AWS Polly

Amazon Polly is a Text-to-Speech (TTS) cloud service that converts text into human-sounding speech. Amazon Polly supports multiple languages and includes a variety of human voices, so you can build speech-enabled applications that a wide range of users can be comfortable listening to.

Amazon Polly offers both new neural TTS and best-in-class standard TTS technology to synthesize superior natural speech with high pronunciation accuracy (including abbreviations, acronym expansions, date/time interpretations, and homograph disambiguation).

Amazon Polly ensures fast responses, which makes it a viable option for low-latency use cases such as dialog systems.

Amazon Polly converts input text into life-like speech. You call one of the speech synthesis methods, provide the text that you want to synthesize, choose one of the Neural Text-to-Speech (NTTS) or Standard Text-to-Speech (TTS) voices, and specify an audio output format. Amazon Polly then synthesizes the provided text into a high-quality speech audio stream.

Common use cases for Amazon Polly include mobile applications such as newsreaders, games, eLearning platforms, and accessibility applications for visually impaired people.

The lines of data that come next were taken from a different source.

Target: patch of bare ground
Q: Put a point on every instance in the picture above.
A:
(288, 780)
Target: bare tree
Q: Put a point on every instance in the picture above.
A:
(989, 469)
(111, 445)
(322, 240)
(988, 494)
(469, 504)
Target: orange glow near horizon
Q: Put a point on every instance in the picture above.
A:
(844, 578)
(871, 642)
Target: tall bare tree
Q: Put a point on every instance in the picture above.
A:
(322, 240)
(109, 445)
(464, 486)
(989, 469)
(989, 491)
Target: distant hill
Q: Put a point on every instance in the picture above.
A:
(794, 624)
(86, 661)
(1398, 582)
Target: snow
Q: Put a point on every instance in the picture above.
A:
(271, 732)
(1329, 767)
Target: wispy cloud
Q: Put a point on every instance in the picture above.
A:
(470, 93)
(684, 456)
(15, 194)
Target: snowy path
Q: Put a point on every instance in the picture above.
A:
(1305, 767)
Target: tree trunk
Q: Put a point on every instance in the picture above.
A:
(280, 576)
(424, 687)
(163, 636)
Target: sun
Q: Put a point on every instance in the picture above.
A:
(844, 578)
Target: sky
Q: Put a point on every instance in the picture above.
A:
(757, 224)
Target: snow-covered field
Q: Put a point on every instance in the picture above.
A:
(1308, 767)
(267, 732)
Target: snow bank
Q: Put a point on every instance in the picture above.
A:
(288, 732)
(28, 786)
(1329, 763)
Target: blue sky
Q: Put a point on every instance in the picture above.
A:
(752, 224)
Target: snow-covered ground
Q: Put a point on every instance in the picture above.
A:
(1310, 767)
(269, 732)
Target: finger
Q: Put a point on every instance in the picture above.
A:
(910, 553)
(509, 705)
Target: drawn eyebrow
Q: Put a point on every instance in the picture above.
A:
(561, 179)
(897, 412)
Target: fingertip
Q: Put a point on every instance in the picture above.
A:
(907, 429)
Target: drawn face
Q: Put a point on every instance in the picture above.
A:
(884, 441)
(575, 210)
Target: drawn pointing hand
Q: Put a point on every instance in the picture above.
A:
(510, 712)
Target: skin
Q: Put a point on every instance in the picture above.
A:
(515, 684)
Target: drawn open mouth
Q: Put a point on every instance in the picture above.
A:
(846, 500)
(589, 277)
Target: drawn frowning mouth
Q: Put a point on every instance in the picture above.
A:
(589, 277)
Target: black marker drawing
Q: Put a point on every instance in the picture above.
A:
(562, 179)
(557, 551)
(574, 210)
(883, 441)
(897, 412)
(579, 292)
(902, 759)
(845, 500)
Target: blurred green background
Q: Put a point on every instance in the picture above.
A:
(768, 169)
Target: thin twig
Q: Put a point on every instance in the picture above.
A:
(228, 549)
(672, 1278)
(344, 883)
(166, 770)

On-device TTS solutions require significant computing resources, including CPU power, RAM, and disk space. These can result in higher development costs and higher power consumption on battery-powered devices such as tablets and smartphones. In contrast, TTS conversion done in the AWS Cloud dramatically reduces local resource requirements. This enables support of all the available languages and voices at the best possible quality. Moreover, speech improvements are instantly available to all end-users and do not require additional updates for devices.

The input to Amazon Polly can be plain text or formatted in Speech Synthesis Markup Language (SSML) format. With SSML you can control various aspects of speech, such as pronunciation, volume, pitch, and speech rate.

Amazon Polly provides a portfolio of languages and a variety of voices, including a bilingual voice (for both English and Hindi). For most languages, you can choose from several voices, both male and female. When launching a speech synthesis task, you specify the voice ID, and then Amazon Polly uses this voice to convert the text to speech.

Amazon Polly is not a translation service, the synthesized speech is in the same language as the text. However, if the text is in a different language than designated for the voice, numbers represented as digits (for example, 53, not fifty-three) are synthesized in the language of the voice and not the text.

Amazon Polly can deliver synthesized speech in multiple formats including MP3 or Ogg Vorbis format for consumption by web and mobile applications.